[BOX OFFICE] W amerykańskim box office dwa oczekiwane wyniki. Bardzo poważna i udana „Dunkierka” Christophera Nolana przyniosła 50 mln dolarów wpływów i zajęła pierwsze miejsce. Bardzo słabo wystartował „Valerian i Miasto Tysiąca Planet”, który przyniósł skromne 17 mln dolarów.
Debiut „Dunkierki” okazał się lepszy od oczekiwanego, ale to
nie jedyny film, który w ten weekend pozytywnie zaskoczył. Debiutująca komedia „Girls
Trip” mimo kategorii R, potrafiła przynieść 30,4 mln dolarów.
Wynik „Dunkierki” w USA to 50,5 mln dolarów, a do tego
trzeba dodać 55,4 mln dolarów, które film przyniósł na rynku międzynarodowym. W
sumie globalnie film ma już na koncie 105,9 mln dolarów. W Wielkiej Brytanii
wpływy wyniosły 12,4 mln dolarów.
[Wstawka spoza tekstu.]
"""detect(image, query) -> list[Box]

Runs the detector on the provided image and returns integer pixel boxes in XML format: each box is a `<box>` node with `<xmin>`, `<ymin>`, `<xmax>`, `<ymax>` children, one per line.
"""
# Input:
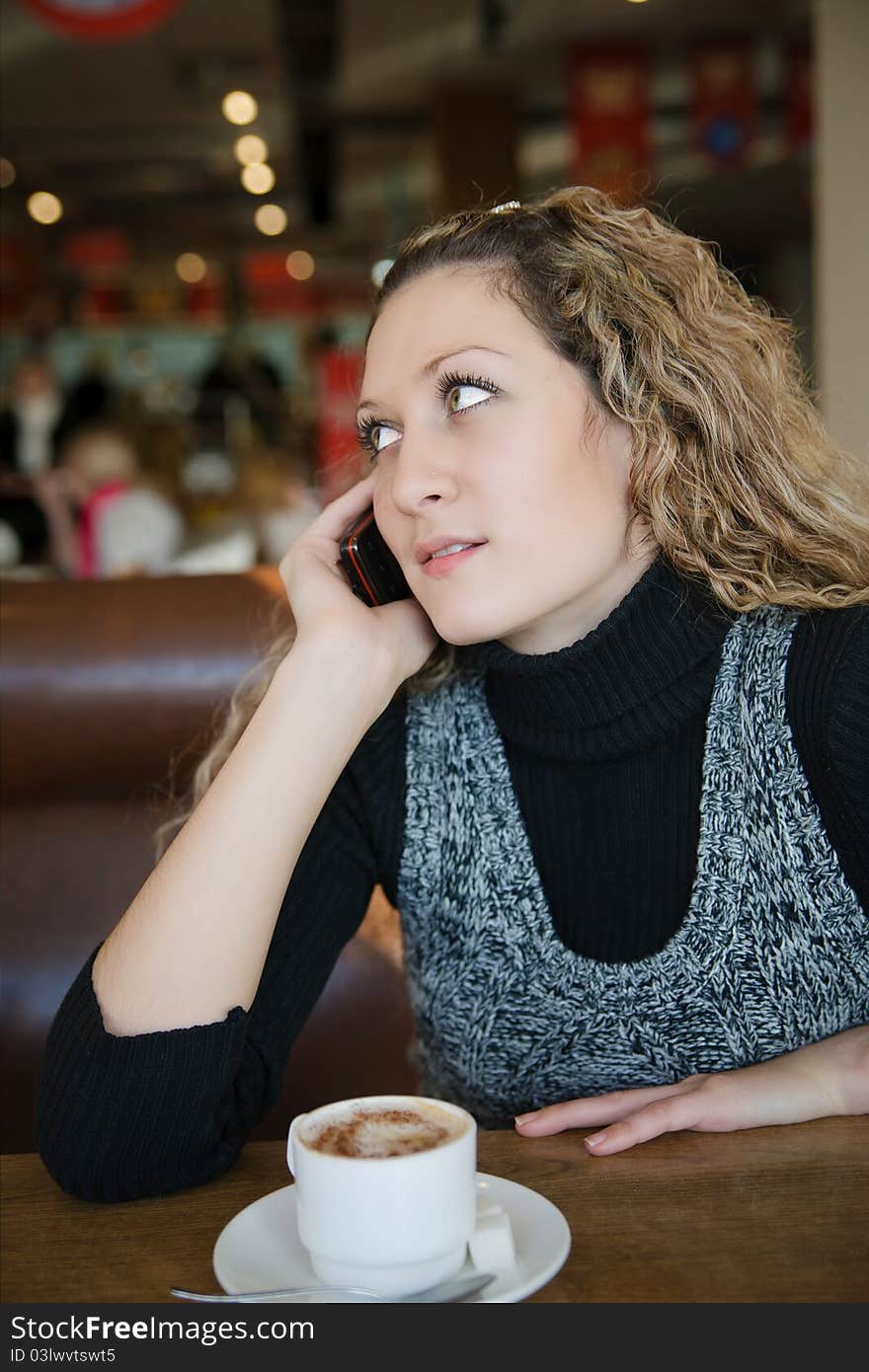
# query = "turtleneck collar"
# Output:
<box><xmin>465</xmin><ymin>557</ymin><xmax>733</xmax><ymax>760</ymax></box>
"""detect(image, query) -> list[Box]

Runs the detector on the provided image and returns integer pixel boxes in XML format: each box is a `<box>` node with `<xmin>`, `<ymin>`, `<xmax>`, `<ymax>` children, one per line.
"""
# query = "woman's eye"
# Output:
<box><xmin>446</xmin><ymin>381</ymin><xmax>492</xmax><ymax>415</ymax></box>
<box><xmin>356</xmin><ymin>419</ymin><xmax>400</xmax><ymax>458</ymax></box>
<box><xmin>370</xmin><ymin>424</ymin><xmax>401</xmax><ymax>453</ymax></box>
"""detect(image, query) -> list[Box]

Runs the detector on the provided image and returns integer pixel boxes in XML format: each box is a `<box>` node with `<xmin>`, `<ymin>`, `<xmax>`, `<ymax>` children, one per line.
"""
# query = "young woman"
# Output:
<box><xmin>40</xmin><ymin>188</ymin><xmax>869</xmax><ymax>1199</ymax></box>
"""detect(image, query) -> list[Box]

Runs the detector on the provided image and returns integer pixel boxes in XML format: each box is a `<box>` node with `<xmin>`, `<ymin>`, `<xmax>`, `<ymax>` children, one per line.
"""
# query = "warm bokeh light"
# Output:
<box><xmin>254</xmin><ymin>204</ymin><xmax>287</xmax><ymax>237</ymax></box>
<box><xmin>287</xmin><ymin>249</ymin><xmax>314</xmax><ymax>281</ymax></box>
<box><xmin>28</xmin><ymin>191</ymin><xmax>63</xmax><ymax>224</ymax></box>
<box><xmin>175</xmin><ymin>253</ymin><xmax>208</xmax><ymax>285</ymax></box>
<box><xmin>235</xmin><ymin>133</ymin><xmax>269</xmax><ymax>166</ymax></box>
<box><xmin>242</xmin><ymin>162</ymin><xmax>275</xmax><ymax>194</ymax></box>
<box><xmin>370</xmin><ymin>258</ymin><xmax>394</xmax><ymax>289</ymax></box>
<box><xmin>221</xmin><ymin>91</ymin><xmax>258</xmax><ymax>123</ymax></box>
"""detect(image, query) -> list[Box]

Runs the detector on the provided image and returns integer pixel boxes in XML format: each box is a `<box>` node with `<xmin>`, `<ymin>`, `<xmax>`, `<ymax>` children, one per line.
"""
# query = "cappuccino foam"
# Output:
<box><xmin>303</xmin><ymin>1105</ymin><xmax>467</xmax><ymax>1158</ymax></box>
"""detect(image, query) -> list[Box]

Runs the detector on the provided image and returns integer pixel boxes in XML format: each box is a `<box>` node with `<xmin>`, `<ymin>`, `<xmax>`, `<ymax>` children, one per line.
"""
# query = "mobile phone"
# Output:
<box><xmin>338</xmin><ymin>505</ymin><xmax>411</xmax><ymax>605</ymax></box>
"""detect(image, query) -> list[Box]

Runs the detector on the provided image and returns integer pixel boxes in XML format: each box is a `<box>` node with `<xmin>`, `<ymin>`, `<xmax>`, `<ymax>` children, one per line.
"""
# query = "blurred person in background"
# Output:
<box><xmin>35</xmin><ymin>424</ymin><xmax>186</xmax><ymax>580</ymax></box>
<box><xmin>242</xmin><ymin>450</ymin><xmax>320</xmax><ymax>566</ymax></box>
<box><xmin>0</xmin><ymin>352</ymin><xmax>64</xmax><ymax>567</ymax></box>
<box><xmin>194</xmin><ymin>334</ymin><xmax>285</xmax><ymax>447</ymax></box>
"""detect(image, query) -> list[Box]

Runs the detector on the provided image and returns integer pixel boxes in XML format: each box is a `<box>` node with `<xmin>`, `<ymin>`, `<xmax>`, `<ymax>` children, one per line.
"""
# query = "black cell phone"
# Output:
<box><xmin>338</xmin><ymin>506</ymin><xmax>411</xmax><ymax>605</ymax></box>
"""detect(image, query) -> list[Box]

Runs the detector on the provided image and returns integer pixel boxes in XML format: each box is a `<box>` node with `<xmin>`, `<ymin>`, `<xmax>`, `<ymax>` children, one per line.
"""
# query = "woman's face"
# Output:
<box><xmin>358</xmin><ymin>267</ymin><xmax>655</xmax><ymax>653</ymax></box>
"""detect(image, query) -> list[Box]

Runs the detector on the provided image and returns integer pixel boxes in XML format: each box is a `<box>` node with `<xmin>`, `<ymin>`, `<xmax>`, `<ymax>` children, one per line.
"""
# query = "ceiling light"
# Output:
<box><xmin>235</xmin><ymin>133</ymin><xmax>269</xmax><ymax>166</ymax></box>
<box><xmin>254</xmin><ymin>204</ymin><xmax>287</xmax><ymax>237</ymax></box>
<box><xmin>287</xmin><ymin>249</ymin><xmax>314</xmax><ymax>281</ymax></box>
<box><xmin>175</xmin><ymin>253</ymin><xmax>208</xmax><ymax>285</ymax></box>
<box><xmin>242</xmin><ymin>162</ymin><xmax>275</xmax><ymax>194</ymax></box>
<box><xmin>28</xmin><ymin>191</ymin><xmax>63</xmax><ymax>224</ymax></box>
<box><xmin>221</xmin><ymin>91</ymin><xmax>257</xmax><ymax>123</ymax></box>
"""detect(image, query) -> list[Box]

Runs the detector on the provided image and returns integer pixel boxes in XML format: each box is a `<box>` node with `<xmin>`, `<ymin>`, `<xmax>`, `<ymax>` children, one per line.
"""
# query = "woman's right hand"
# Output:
<box><xmin>278</xmin><ymin>476</ymin><xmax>436</xmax><ymax>692</ymax></box>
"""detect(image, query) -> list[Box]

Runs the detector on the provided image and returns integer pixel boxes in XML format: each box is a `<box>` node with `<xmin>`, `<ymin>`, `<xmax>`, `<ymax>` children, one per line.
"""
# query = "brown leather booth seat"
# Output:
<box><xmin>0</xmin><ymin>568</ymin><xmax>415</xmax><ymax>1153</ymax></box>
Producenci nie otwierają jeszcze szampanów,
bowiem do zwrotu inwestycji potrzebne są dwa razy większe wpływy. „Dunkierka”
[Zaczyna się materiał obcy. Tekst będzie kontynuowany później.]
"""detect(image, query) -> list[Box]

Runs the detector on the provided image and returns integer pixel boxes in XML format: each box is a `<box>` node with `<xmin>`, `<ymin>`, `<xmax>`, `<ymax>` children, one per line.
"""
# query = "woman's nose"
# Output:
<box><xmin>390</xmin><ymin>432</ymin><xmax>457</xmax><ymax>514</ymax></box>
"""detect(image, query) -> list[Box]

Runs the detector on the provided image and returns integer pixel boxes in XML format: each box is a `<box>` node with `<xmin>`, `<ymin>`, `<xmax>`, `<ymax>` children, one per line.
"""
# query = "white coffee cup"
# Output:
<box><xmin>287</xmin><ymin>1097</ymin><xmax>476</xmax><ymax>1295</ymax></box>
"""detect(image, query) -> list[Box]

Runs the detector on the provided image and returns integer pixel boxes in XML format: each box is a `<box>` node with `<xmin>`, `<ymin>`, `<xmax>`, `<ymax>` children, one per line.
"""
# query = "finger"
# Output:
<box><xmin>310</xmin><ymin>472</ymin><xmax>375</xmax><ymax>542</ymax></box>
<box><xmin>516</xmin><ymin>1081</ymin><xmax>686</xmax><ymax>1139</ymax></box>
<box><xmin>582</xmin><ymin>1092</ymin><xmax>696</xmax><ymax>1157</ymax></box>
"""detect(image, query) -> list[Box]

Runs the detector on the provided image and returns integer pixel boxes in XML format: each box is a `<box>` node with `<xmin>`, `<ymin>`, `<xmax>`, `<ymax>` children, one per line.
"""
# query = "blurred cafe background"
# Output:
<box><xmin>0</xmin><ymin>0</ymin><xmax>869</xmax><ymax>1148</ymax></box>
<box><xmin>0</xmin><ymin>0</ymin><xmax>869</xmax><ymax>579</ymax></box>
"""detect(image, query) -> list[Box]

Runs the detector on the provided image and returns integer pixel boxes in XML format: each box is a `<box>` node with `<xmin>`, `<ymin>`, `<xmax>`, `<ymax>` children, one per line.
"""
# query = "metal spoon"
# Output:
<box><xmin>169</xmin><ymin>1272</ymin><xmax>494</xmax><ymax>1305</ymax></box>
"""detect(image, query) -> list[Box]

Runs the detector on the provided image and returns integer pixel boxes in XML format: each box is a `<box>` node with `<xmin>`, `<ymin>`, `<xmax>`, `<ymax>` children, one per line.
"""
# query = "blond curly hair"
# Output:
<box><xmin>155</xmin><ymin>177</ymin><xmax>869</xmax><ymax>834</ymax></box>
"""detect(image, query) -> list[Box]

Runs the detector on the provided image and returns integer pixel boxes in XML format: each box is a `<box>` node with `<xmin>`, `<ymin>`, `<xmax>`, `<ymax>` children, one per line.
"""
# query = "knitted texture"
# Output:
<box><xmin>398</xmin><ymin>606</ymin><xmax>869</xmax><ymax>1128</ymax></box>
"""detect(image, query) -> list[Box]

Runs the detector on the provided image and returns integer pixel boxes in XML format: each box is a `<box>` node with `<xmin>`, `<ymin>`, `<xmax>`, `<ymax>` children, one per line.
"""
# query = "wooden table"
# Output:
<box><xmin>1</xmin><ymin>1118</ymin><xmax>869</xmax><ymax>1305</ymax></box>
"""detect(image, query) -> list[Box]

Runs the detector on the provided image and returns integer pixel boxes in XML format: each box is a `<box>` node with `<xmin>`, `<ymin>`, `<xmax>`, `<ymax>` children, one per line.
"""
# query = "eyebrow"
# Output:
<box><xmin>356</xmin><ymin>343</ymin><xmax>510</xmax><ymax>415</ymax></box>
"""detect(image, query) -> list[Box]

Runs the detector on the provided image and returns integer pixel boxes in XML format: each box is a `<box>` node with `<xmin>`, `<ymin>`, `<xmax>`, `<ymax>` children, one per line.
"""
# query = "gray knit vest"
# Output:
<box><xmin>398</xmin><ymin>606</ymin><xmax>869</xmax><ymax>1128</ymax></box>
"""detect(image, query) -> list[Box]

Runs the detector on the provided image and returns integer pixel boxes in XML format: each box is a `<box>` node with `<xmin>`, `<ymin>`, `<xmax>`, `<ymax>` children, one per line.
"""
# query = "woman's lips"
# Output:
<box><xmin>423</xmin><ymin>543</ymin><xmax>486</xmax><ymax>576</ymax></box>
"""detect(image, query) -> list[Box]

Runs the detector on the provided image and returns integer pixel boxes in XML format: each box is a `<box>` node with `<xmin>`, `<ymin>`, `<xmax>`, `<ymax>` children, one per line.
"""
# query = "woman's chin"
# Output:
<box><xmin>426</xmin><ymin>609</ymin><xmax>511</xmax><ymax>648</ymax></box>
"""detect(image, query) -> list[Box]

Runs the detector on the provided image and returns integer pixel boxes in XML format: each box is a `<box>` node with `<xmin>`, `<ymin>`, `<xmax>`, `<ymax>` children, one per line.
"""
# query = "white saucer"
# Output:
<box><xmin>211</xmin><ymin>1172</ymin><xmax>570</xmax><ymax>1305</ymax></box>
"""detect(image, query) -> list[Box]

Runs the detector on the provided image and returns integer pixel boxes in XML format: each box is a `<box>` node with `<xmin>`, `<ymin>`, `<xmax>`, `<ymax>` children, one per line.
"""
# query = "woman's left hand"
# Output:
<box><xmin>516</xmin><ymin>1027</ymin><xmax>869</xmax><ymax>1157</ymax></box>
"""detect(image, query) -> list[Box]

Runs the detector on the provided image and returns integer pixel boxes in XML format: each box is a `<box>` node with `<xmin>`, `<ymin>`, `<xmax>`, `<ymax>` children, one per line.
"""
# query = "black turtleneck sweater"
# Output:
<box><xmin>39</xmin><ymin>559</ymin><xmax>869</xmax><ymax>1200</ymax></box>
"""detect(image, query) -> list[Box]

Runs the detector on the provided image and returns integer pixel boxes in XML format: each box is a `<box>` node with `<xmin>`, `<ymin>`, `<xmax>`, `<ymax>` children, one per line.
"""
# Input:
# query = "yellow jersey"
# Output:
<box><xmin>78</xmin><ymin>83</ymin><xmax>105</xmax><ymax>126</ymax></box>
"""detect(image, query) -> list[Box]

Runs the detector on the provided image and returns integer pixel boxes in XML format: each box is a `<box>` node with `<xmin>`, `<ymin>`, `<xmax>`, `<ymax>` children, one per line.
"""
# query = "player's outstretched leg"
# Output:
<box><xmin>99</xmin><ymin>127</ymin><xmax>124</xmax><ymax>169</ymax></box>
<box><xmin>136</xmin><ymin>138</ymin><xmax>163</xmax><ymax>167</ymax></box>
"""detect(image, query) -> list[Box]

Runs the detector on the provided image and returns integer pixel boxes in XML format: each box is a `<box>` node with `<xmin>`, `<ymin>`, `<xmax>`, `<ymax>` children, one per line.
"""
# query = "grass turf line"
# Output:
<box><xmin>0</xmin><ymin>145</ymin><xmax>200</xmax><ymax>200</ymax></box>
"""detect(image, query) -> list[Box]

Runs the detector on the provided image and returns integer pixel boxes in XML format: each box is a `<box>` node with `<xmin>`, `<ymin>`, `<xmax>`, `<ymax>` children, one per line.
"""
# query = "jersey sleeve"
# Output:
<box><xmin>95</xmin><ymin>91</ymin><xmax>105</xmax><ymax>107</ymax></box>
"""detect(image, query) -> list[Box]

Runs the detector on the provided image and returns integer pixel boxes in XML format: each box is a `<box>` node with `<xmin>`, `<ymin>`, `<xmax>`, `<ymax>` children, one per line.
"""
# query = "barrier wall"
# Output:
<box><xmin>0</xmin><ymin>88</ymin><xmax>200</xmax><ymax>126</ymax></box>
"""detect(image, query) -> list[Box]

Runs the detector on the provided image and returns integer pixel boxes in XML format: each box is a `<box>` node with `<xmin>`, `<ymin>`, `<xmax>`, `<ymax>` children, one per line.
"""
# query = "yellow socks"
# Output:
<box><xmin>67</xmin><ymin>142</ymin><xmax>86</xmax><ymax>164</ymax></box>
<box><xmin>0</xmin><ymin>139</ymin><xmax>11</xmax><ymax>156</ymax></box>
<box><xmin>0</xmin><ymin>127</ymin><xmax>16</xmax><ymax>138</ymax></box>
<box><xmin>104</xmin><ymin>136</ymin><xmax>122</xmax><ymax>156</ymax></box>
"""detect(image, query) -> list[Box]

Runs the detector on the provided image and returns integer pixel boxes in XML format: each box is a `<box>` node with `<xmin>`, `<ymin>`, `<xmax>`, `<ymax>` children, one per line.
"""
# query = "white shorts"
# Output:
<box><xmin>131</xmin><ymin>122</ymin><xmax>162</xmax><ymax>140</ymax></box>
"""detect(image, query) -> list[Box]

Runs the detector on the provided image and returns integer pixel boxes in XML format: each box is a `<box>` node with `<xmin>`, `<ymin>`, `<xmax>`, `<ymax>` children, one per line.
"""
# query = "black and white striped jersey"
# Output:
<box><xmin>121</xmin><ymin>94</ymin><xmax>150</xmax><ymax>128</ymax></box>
kosztowała bowiem 100 mln dolarów, a do tego sporo pieniędzy pochłonęły
działania marketingowe. Na razie zadowolone są kina IMAX, w których „Dunkierka”
sprzedaje się świetnie. Nieliczni szczęściarze mogli ten film obejrzeć także na
taśmie 70 mm. Co ciekawe „Interstellar” w 2014 roku otworzył się w USA na
podobnym poziomie.
Potencjał „Dunkierki” źle oszacowali spece od marketingu, w
dodatku film zyskał świetne opinie krytyków i bardzo wysokie oceny widzów. W
kinach przeważają mężczyźni (60 procent) oraz widownia powyżej 25 roku życia.
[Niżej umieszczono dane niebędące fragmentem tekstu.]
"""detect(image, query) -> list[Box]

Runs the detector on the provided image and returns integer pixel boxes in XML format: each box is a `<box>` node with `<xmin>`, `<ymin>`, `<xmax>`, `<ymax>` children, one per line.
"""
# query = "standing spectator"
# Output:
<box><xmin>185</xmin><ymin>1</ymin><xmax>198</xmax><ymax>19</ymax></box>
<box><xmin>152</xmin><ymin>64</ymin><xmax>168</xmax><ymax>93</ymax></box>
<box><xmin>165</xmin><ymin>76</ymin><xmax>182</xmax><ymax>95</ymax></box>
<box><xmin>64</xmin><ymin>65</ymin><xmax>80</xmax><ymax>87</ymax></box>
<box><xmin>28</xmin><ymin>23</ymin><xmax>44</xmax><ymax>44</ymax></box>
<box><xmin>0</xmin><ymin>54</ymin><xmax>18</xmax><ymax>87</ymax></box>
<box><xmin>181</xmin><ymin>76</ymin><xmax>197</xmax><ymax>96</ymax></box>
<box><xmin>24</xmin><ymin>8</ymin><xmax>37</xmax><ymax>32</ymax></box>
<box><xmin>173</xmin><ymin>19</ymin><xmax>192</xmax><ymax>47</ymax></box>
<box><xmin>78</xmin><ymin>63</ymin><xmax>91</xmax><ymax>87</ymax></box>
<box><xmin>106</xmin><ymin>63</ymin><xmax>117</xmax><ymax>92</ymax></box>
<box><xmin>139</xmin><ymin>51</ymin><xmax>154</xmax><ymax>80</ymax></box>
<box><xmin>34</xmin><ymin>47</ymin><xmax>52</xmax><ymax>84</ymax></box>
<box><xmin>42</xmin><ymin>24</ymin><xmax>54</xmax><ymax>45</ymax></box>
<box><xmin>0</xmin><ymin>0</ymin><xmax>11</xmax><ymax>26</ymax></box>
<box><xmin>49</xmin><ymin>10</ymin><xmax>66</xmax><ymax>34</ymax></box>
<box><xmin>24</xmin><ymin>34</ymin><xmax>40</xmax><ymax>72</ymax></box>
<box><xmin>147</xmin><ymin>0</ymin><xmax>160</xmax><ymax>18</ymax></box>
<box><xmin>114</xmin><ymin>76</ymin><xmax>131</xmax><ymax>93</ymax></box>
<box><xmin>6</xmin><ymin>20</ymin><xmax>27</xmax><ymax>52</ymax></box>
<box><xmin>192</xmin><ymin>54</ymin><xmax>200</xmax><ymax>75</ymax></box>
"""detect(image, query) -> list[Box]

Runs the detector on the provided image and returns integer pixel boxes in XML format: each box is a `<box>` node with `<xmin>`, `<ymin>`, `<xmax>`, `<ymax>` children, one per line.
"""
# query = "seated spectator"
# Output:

Jak na razie więc odważna decyzja pokazania poważnego filmu wojennego latem
wydaje się pomysłem dobrym, ale poczekajmy na wyniki ostateczne.
Na razie najbardziej dochodowym filmem wojennym pozostaje „Szeregowiec
Ryan”, który przyniósł w 1998 roku 216,5 mln dolarów (404,4 mln dolarów po
inflacji).
Ten weekend miał przynieść odpowiedz związaną z filmem „Valerian
i Miasto Tysiąca Planet”. Czy Besson ponownie porwie widzów? W USA mu się to
nie uda. Kosztujący ponad 200 mln dolarów film przyniósł za oceanem jedynie 17
mln dolarów. Szansą dla filmu pozostają rynki międzynarodowe, ale na razie nie
wiadomo jak Valerian sobie tam poradził.